Como foi essa transição de uma empresa de software e aluguel de máquinas para entrar no ramo de industrialização?
Com a crise em 2008/2009, e consequente queda no aluguel das máquinas, a Venttos decidiu colocar os equipamentos para produzir e entramos também no ramo de manufatura, principalmente voltada a indústria de componentes eletrônicos. Toda nossa experiência que tínhamos acumulado de melhor na área eletrônica aplicamos na nossa empresa. Somamos, eu e meu sócio, a competência e tudo o que tínhamos desenvolvido no mercado e trouxemos para nossa empresa e isso começou a dar frutos, pois todo ano aumentávamos de tamanho. Começamos com 600 metros quadrados e hoje estamos com 6 mil metros quadrados de fábrica e pensando em aumentar. Então, atualmente nós temos basicamente três modelos de negócio: a industrialização tradicional; o modelo turning key, entregando o produto finalizado pronto por encomenda de acordo com aa especificações do cliente; e o modelo alocação, uma espécie de incubadora onde damos toda infraestrutura para a empresa produzir no nosso parque industrial.
Qual tem sido a média de crescimento nos negócios da empresa? Conseguiram se manter mesmo com a crise?

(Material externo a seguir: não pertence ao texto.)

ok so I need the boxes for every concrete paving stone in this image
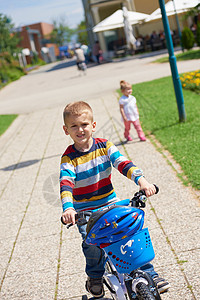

Antes da crise, a gente estava crescendo em torno de 60%, ao ano. Quando aconteceu a \”pré-crise\”, ainda crescemos nesse patamar. Mas a crise de 2016 realmente destruiu naquele primeiro semestre o nosso faturamento. A gente perdeu 40% no nosso faturamento de janeiro a julho de 2016. Além do faturamento, algumas empresas resolveram sair em decorrência da crise. Porém, percebi que empresas que estavam mal das pernas e já apresentavam (alguns problemas como) financiamento de galpão e falta de fluxo de caixa correto, quebraram rapidamente. Quem não tinha as contas ajustadas foram as primeiras devastadas. No segundo semestre de 2016, a gente tornou a crescer, tanto que em outubro recuperamos em 40% o faturamento. Para quem estava negativo no primeiro semestre, conseguimos finalizar o ano com as contas equilibradas. Não fizemos loucuras ou aquisições grandiosas, trabalhamos com o pé no chão e isso nos ajudou a não quebrar.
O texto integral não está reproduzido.